SHAW BROTHERS (00953) Plans to Issue HK$4.5765 Billion in Consideration Shares for Full Acquisition of CMC Moon Holdings

Stock News
01/21

On January 21, 2026, SHAW BROTHERS HOLDINGS (00953) announced its intention to acquire the entire issued share capital of CMC Moon Holdings Limited from its major shareholder, Commercial Metals, for a purchase price of RMB 4.5765 billion. The consideration will be settled by the company through the allotment and issuance of consideration shares at an issue price of HK$0.320 per share to HoldCo and other designated recipients. This involves a total of approximately 15.93 billion shares, representing about 91.82% of the enlarged share capital. The issue price represents a discount of approximately 15.8% to the closing price of HK$0.380 per share as quoted on the Stock Exchange on the last trading day. As of the date of this announcement, the target company is a direct wholly-owned subsidiary of HoldCo and, upon completion of the restructuring, will become the investment holding company for the target business. The target business includes (i) the development, production, investment, and distribution of films, series, and non-series content in the Chinese mainland and overseas markets; and (ii) the cinema business operating over 50 cinemas under the UME brand in the Chinese mainland and managing a cinema circuit for film distribution. The acquisition is expected to significantly enhance and expand the Group's existing content capabilities and audience base by integrating a business with extensive talent, strong production capacity, a diversified content portfolio, and a rich intellectual property reserve, thereby achieving more sustainable long-term growth.
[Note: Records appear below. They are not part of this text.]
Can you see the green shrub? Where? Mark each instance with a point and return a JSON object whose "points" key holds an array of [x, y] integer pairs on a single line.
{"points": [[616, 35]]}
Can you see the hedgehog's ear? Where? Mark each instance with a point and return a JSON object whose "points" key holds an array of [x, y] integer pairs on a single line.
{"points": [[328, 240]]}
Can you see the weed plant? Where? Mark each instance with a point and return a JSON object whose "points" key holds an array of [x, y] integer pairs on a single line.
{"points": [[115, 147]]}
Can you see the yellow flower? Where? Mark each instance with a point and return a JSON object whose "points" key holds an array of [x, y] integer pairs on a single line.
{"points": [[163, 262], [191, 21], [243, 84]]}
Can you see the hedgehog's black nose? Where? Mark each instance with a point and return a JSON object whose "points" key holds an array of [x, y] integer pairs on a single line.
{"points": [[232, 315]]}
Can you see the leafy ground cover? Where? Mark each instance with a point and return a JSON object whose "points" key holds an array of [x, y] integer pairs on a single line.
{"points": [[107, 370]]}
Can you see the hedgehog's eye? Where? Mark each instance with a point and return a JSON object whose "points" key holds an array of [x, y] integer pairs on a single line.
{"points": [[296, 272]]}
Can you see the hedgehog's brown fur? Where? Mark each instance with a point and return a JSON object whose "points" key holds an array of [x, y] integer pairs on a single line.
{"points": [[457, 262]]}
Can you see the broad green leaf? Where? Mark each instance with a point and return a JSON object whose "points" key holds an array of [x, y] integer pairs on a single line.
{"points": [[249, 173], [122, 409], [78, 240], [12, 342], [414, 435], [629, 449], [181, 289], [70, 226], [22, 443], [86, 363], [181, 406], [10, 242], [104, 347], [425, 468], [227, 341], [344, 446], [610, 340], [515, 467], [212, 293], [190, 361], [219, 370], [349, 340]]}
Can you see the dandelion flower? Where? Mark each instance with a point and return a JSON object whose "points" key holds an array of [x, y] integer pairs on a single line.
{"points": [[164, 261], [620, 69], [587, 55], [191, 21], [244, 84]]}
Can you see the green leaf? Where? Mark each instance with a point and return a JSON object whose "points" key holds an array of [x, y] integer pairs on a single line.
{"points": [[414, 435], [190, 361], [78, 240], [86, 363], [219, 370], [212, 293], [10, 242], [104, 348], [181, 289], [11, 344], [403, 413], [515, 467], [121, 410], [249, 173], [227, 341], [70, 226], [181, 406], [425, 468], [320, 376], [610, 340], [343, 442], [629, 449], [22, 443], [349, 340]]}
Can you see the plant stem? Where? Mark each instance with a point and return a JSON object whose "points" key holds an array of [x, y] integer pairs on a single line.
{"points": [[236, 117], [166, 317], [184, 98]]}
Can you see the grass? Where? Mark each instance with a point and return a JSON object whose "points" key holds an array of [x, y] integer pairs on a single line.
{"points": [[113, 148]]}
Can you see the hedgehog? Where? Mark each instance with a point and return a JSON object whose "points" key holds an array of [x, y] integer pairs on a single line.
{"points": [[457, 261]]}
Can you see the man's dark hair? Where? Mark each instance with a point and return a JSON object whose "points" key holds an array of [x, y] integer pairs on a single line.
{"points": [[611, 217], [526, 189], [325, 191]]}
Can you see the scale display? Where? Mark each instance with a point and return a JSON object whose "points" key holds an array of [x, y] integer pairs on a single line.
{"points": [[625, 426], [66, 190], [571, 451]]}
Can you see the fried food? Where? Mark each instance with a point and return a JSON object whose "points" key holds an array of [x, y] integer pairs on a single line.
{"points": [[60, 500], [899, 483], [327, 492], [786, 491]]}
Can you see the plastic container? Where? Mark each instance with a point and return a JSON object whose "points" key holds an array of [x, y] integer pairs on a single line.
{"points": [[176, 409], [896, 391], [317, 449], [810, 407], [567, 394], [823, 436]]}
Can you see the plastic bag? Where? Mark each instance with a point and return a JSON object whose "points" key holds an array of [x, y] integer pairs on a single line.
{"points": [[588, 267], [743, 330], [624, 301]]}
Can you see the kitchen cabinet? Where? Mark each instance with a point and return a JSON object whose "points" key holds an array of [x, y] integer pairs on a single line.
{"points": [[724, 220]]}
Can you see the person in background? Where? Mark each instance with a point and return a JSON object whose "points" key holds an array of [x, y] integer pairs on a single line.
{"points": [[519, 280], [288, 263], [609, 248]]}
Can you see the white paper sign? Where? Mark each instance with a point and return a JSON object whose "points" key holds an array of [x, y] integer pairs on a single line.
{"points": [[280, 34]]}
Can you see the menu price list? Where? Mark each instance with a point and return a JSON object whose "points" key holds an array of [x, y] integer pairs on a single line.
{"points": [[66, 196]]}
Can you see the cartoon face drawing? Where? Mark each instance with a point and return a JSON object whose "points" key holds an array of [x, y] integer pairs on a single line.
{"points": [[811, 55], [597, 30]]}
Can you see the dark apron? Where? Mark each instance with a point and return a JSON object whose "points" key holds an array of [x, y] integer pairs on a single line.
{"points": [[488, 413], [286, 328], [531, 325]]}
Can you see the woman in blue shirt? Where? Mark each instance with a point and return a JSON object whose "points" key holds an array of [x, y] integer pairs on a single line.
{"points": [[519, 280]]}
The acquisition will also enable the Group to establish a more resilient content business model, transitioning from a single-brand studio with limited genre focus to a network of multiple studios. This new structure will possess a larger and more diverse content portfolio covering various themes and stronger production capabilities. The significant capacity expansion resulting from the acquisition is also anticipated to create meaningful synergies for the Group's artist and event management business, opening up broader performance opportunities for its talented artists in the Chinese mainland market. Furthermore, as the acquisition includes a cinema business, it provides an opportunity for vertical expansion of the Group's film operations. It grants the Group access to a global film distribution and marketing network for distributing Chinese-language films to countries and cities worldwide.